How premiums work
Up until now, I have only purchased privately an HMO policy that has no deductible. So I am unfamiliar with how these deductibles work. Looking at the available exchange policies in my state, they are all HMO's as far as I can see. Average deductible around $4,000 which states medical and drug deductable. And most have Total max at around $6,000 a yr. Now as they state that deductible is for both medical and drugs, it says to me that if you had some expensive drugs you needed to take each month or if you were a diabetic as an example and needed insulin shots (have no idea how expensive these are) I would assume you would have to spend $4,000 in addition to your premiums every year, making insurance for a single person pretty expensive every year, as those medications are re-occurring. (It could be heart medications as well. Just using an example)

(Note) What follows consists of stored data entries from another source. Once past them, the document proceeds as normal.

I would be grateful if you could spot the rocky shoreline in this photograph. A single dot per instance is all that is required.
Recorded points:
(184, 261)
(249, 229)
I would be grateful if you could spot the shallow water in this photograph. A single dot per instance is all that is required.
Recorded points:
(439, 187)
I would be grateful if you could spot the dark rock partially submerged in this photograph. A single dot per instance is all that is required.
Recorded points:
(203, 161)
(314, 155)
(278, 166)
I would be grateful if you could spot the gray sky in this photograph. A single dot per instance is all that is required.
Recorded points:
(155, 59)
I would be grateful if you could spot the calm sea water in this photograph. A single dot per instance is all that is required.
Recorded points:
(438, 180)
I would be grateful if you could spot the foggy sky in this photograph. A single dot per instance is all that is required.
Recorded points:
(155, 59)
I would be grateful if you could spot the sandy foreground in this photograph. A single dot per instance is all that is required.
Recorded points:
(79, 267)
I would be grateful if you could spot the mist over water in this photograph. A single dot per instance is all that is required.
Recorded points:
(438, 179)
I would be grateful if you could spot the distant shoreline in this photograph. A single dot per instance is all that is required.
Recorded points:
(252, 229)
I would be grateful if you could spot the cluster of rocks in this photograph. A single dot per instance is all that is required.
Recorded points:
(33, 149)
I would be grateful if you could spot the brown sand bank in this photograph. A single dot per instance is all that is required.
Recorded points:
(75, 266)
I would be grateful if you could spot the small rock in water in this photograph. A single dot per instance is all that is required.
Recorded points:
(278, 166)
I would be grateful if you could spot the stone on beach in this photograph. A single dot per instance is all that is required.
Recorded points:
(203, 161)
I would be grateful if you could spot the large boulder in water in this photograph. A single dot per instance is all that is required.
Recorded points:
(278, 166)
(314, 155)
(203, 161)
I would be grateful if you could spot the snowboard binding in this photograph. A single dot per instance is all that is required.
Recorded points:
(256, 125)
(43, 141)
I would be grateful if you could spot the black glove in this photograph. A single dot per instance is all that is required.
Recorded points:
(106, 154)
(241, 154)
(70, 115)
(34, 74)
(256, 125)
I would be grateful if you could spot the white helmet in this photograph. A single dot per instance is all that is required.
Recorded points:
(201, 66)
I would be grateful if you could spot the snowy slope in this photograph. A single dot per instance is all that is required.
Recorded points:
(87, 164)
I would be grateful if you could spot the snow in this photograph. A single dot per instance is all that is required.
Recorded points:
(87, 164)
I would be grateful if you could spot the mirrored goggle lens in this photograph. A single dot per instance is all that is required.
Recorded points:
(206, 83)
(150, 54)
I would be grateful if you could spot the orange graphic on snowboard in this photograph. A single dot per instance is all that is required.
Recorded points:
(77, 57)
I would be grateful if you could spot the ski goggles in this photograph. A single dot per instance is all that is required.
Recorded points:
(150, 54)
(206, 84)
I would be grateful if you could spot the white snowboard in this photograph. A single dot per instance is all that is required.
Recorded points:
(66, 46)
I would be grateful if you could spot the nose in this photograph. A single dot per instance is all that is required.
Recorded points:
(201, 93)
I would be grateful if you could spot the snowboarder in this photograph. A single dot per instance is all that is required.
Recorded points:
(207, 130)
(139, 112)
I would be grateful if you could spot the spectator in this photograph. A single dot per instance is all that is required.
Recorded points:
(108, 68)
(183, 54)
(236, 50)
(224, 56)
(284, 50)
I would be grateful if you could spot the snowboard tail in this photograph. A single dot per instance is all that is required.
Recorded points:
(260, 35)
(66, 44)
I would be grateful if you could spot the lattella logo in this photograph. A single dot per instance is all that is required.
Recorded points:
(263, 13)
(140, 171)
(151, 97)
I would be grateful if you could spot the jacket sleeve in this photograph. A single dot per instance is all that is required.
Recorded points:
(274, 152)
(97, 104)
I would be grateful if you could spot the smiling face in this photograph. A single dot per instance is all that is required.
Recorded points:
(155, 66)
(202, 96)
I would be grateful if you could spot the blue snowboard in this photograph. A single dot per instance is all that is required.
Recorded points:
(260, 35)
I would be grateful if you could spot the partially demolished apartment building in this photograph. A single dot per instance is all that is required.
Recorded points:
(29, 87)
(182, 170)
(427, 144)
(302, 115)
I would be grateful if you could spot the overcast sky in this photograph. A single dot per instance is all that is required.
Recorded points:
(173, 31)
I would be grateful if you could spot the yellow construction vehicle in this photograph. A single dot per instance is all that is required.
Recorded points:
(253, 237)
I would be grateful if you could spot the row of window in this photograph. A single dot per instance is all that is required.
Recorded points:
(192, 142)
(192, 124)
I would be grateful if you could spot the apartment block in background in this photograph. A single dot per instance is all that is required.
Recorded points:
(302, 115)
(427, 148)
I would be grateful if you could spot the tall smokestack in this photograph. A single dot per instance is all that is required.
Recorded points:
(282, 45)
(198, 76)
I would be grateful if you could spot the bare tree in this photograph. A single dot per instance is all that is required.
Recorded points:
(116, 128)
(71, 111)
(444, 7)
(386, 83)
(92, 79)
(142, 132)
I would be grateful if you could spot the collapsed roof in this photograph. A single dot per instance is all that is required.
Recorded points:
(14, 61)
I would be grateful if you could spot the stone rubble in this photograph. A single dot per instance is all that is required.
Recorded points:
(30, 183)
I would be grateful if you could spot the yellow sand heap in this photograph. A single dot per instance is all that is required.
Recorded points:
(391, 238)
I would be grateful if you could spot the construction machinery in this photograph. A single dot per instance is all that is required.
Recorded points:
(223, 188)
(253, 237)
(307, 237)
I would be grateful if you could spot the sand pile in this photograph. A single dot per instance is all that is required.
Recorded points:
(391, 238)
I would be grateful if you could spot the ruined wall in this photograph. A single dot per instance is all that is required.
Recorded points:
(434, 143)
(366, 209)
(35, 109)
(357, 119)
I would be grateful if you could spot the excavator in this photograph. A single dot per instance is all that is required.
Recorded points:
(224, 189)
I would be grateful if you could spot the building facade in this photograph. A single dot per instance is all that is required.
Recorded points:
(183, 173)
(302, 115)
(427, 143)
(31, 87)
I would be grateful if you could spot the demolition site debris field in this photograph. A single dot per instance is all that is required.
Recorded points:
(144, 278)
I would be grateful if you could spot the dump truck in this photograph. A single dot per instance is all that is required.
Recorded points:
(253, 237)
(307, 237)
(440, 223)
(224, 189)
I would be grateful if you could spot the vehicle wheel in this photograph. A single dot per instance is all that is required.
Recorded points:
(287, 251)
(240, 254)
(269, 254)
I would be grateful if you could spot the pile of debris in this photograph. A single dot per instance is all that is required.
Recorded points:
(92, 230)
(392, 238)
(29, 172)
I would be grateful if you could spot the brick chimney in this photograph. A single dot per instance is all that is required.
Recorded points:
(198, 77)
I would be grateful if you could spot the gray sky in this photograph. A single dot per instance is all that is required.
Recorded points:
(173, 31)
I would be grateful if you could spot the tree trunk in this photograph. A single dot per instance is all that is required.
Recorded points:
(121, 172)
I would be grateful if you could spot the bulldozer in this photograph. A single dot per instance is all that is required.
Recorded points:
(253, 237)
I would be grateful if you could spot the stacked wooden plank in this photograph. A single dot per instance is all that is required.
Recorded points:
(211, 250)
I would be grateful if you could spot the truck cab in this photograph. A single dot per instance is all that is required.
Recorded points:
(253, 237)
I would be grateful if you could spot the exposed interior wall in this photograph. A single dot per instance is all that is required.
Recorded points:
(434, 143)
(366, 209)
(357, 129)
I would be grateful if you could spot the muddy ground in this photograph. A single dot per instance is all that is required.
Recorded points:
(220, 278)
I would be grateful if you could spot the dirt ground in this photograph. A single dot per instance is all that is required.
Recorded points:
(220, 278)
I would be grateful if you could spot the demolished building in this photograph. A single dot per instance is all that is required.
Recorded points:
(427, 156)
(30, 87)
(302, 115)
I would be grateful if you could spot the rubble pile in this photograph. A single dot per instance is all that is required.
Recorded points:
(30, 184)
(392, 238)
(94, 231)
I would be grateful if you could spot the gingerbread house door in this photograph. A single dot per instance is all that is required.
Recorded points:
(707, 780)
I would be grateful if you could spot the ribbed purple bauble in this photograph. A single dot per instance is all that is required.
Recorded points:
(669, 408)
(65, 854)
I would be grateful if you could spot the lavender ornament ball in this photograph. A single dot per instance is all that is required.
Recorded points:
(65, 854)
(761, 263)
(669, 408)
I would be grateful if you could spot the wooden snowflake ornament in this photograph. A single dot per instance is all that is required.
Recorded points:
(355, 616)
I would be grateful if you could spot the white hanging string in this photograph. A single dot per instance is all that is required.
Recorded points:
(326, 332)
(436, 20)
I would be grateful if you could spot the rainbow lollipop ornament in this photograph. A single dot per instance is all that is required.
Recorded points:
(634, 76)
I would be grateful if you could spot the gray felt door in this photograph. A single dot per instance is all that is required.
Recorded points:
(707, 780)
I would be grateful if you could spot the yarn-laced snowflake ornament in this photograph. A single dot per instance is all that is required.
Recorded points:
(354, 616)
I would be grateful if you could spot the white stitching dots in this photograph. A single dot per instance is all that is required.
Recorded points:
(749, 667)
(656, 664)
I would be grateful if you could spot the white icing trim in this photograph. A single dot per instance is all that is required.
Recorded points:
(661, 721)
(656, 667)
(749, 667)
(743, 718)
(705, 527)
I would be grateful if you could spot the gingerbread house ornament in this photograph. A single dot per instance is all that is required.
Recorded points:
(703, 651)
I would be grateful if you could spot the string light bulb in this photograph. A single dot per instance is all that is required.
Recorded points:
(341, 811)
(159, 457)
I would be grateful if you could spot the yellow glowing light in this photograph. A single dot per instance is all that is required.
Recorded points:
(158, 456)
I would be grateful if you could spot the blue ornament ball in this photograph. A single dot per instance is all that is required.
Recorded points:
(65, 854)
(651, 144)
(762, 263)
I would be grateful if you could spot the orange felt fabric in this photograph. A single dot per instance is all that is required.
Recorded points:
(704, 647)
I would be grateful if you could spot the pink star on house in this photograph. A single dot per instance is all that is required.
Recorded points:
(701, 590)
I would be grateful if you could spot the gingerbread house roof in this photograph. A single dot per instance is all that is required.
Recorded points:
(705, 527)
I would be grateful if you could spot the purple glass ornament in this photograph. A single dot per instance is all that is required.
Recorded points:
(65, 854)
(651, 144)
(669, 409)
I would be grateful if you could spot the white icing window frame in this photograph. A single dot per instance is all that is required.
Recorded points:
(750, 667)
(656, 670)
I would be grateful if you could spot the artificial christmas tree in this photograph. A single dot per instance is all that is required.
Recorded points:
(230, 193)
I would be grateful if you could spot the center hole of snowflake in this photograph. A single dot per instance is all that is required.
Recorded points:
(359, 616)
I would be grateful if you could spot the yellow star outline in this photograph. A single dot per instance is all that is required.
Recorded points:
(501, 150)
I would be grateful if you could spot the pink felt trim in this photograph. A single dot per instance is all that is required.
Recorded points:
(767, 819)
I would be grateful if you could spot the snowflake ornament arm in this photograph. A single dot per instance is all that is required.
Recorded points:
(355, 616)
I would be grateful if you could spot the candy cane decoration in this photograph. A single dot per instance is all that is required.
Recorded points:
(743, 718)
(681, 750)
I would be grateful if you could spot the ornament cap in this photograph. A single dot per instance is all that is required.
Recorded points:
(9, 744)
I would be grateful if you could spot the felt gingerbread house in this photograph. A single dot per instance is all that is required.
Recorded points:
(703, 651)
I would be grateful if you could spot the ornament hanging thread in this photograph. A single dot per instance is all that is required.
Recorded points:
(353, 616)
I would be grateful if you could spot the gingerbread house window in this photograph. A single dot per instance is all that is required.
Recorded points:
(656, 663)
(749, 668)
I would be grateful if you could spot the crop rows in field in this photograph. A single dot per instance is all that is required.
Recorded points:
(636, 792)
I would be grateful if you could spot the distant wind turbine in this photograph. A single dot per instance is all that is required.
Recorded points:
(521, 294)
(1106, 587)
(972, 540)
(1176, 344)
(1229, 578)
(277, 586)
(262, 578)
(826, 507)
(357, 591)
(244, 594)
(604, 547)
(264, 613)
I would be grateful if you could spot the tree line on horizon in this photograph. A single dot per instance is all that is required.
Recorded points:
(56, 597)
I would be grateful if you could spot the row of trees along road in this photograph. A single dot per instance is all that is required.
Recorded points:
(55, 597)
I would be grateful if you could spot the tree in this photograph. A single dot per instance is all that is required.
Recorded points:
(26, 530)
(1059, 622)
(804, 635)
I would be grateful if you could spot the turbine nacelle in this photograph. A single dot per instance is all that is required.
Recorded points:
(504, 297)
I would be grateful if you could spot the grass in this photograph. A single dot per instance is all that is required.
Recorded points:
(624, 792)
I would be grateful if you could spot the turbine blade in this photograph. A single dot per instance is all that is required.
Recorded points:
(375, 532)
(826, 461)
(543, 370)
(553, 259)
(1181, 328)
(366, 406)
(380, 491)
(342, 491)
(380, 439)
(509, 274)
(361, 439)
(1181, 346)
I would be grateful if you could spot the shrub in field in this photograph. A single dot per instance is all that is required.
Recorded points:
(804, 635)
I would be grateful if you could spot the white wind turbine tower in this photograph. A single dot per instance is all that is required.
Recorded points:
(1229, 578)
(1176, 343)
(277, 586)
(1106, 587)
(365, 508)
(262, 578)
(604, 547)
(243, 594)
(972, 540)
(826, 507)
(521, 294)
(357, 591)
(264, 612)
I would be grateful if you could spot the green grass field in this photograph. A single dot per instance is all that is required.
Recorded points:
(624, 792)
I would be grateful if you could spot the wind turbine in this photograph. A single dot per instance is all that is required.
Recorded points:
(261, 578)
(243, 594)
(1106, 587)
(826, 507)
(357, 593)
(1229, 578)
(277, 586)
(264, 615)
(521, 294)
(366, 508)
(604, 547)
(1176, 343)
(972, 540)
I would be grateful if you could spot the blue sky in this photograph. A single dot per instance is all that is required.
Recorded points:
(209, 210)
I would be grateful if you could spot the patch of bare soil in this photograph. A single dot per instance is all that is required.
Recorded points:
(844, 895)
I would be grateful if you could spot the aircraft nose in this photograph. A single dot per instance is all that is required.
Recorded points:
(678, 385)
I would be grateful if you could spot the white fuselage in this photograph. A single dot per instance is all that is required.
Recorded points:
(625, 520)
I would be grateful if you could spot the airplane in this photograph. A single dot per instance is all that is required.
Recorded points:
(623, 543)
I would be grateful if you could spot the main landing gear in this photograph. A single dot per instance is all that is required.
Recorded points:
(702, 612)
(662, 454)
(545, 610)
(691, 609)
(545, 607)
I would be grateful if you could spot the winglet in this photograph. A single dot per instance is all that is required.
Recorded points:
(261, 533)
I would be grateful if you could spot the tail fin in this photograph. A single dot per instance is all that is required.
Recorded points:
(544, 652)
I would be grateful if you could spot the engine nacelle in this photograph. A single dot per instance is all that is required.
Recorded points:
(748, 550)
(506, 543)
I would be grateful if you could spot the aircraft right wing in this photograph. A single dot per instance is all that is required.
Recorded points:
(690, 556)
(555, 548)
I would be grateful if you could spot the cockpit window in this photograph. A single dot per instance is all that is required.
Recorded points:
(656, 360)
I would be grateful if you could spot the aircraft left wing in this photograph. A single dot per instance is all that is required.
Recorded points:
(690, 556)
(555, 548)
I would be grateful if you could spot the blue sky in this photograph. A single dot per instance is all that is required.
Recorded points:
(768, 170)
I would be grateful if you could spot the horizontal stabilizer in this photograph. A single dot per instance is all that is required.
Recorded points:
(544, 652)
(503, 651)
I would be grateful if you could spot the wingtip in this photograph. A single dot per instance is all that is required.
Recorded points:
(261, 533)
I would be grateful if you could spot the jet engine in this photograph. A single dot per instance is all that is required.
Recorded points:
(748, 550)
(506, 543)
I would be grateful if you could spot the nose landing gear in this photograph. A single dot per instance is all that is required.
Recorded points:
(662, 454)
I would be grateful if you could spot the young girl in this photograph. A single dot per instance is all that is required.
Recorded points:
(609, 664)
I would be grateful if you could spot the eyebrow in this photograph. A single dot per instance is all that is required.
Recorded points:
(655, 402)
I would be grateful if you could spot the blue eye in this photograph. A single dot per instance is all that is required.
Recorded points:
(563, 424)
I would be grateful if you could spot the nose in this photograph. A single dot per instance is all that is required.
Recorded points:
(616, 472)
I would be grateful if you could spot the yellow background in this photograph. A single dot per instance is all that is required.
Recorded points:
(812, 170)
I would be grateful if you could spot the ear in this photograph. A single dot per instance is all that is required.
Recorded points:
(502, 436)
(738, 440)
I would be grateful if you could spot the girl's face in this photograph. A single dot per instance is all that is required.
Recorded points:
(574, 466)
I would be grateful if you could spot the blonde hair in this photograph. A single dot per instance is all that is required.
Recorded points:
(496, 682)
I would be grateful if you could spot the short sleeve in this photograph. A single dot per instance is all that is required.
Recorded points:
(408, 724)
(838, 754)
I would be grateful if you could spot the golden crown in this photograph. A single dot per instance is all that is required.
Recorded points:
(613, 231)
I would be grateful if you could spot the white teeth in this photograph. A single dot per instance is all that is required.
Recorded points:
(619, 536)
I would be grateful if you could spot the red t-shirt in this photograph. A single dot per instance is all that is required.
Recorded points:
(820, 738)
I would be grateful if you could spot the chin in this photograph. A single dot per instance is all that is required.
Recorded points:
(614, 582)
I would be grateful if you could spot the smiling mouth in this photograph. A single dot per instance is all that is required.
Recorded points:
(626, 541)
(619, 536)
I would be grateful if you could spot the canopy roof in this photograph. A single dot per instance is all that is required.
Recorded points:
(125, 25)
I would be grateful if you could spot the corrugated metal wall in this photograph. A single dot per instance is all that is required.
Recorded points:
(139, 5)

First, am I correct in these assumptions? Second, they state various costs (co-pays) for things like seeing a GP or a Specialist at say $40 & $80, as well as stating different costs for different things like X-rays, Cat Scans, etc. So do I assume that these co-pays come into play only after you spend $4,000? You have to pay all your doctor bills in full and your medications in full until you reach that $4,000 mark. You would have to have an awful lot of doctor visits to use up that deductible, so doctor visits would probably not get you there, but medications could if you had some kind of chronic illness.
From what I can gather, the plans that have low deductibles but higher cost plans, have very restrictive doctors you can see. That was my experience with my son's previous HMO with BCBS. Even though the cost for the policy was not cheap for an HMO for a 32 yr. old. ($420 a month) He just had co-pays which were reasonable $25 for GP, and I think $40 for Specialist.
In trying to select a plan, I am concerned with two things (not having a $4,000 deductible that includes medications in that deductible, and opening up the availability of doctors to at least have a few choices. I don't care if the co-pays are higher, as long as there was a cap on the Total out of pocket costs should something serious happen. Seems like the two don't go together. (cover medications and some choice of doctors even with higher premiums)
Anyone have any experience with this? His income is very low, so he qualifies for a subsidy, but no PPO's are available on it.